2.   The “safety valve” provision is codified at 18 U.S.C. § 3553(f) and U.S.S.G. § 5C1.2. Section 3553(f) provides:“(f) Limitation on applicability of statutory minimums in certain cases.-Notwithstanding any other provision of law, in the case of an offense under section 401, 404, or 406 of the Controlled Substances Act (21 U.S.C. 841, 844, 846) or section 1010 or 1013 of the Controlled Substances Import and Export Act (21 U.S.C. 960, 963), the court shall impose a sentence pursuant to guidelines promulgated by the United States Sentencing Commission under section 994 of title 28 without regard to any statutory minimum sentence, if the court finds at sentencing, after the Government has been afforded the opportunity to make a recommendation, that-(1) the defendant does not have more than 1 criminal history point, as determined under the sentencing guidelines;(2) the defendant did not use violence or credible threats of violence or possess a firearm or other dangerous weapon (or induce another participant to do so) in connection with the offense:(3) the offense did not result in death or serious bodily injury to any person;(4) the defendant was not an organizer, leader, manager, or supervisor of others in the offense, as determined under the sentencing guidelines and was not engaged in a continuing criminal enterprise, as defined in section 408 of the Controlled Substances Act;  and(5) not later than the time of the sentencing hearing, the defendant has truthfully provided to the Government all information and evidence the defendant has concerning the offense or offenses that were part of the same course of conduct or of a common scheme or plan, but the fact that the defendant has no relevant or useful other information to provide or that the Government is already aware of the information shall not preclude a determination by the court that the defendant has complied with this requirement.”Guidelines § 5C1.2 provides:“In the case of an offense under 21 U.S.C. § 841, § 844, § 846, § 960, or § 963, the court shall impose a sentence in accordance with the applicable guidelines without regard to any statutory minimum sentence, if the court finds that the defendant meets the criteria in 18 U.S.C. § 3553(f)(1)-(5) set forth verbatim below [setting out verbatim the text of subparagraphs (1) through (5) of 18 U.S.C. § 3553(f) ].”

3.   The judgment also refers to, and only to, “count one,” it describes the “Nature of Offense” as “Possession with intent to distribute cocaine base within 1,000 feet of a school” and “Date Offense Concluded” as “3/13/98.”

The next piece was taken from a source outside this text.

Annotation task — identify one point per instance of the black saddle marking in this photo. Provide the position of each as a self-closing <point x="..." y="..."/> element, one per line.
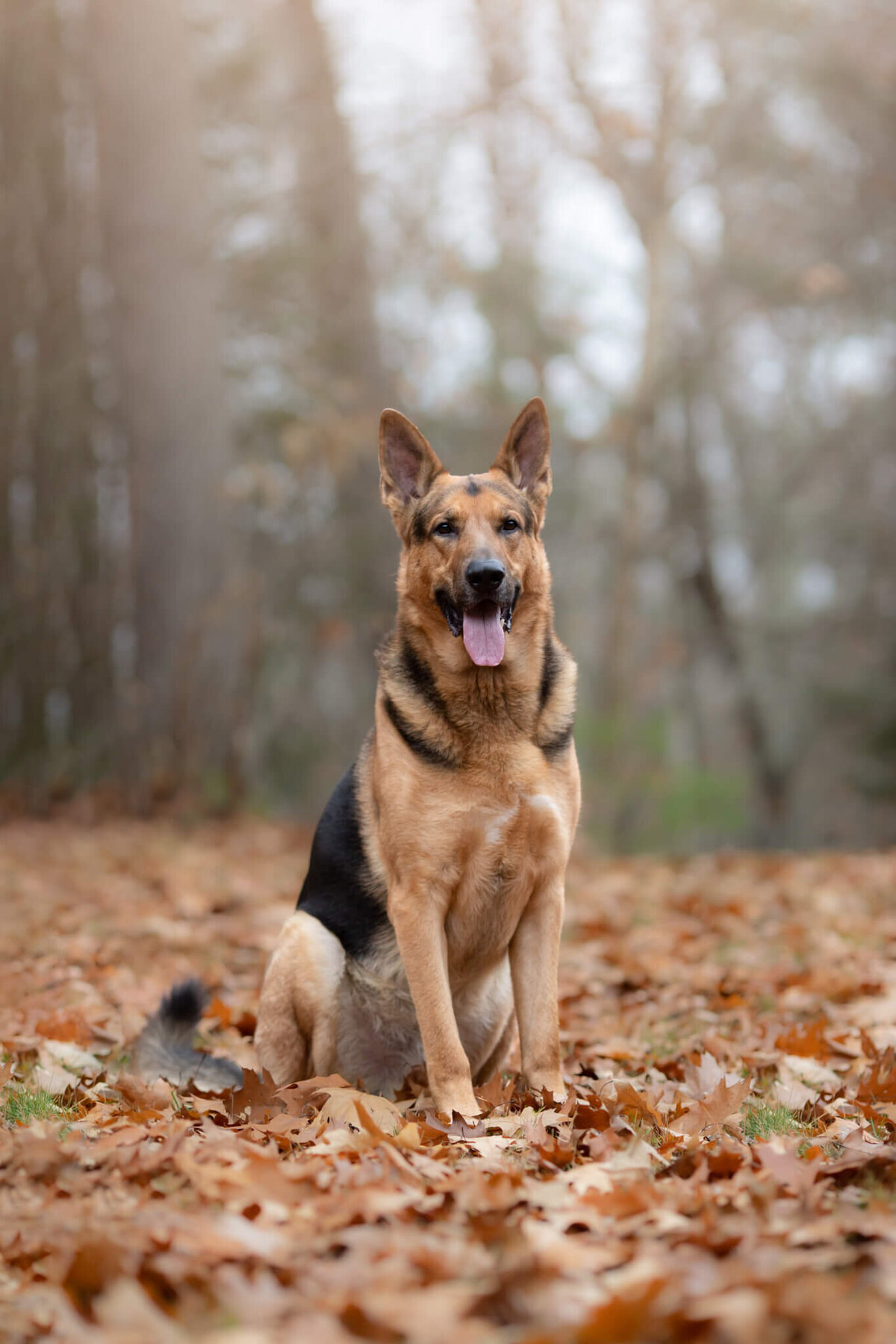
<point x="339" y="889"/>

4.   The Fourth Circuit has reached the same conclusion as the Third Circuit, although not by published opinion.   United States v. Stradwick (4th Cir. Oct. 27, 1999) (per curiam ).

5.   As admitted by the government at oral argument, count one of the indictment is not a masterpiece in the art of drafting criminal indictments.   Any imprecision results, at least in some part, from the text of section 860, which contains a violation of section 841(a)(1) (or section 856) as a necessary element of a section 860 offense.   Therefore, it is impossible to draft a section 860 charge without including a section 841(a)(1) (or section 856) violation.   The second time “841(a)(1)” appears in count one (in the last sentence of the count) it should doubtless have been omitted, but the failure to omit it was clearly not harmful error here.   See Fed. R.Crim. Proc. 7(c)(3).

6.   With respect to the reference to section 841(a)(1) in the judgment of conviction, Anderson does not argue that it is impermissible for him to be convicted for both offenses, nor does he assert that the district court imposed two punishments, one for his section 841(a)(1) violation and one for his section 860 violation.   It is clear that only a single act is charged.   Anderson disclaims any contention that any misunderstanding on his part of whether the “safety valve” provision applies to his conviction and sentence for his section 860 violation renders his plea of guilty subject to attack.   Nor does Anderson seek a correction (or alteration) of the judgment to eliminate its noted reference to § 841(a)(1) or a remand for that purpose.   Cf. Fed. R.Crim. Proc. 36 (correction of clerical error).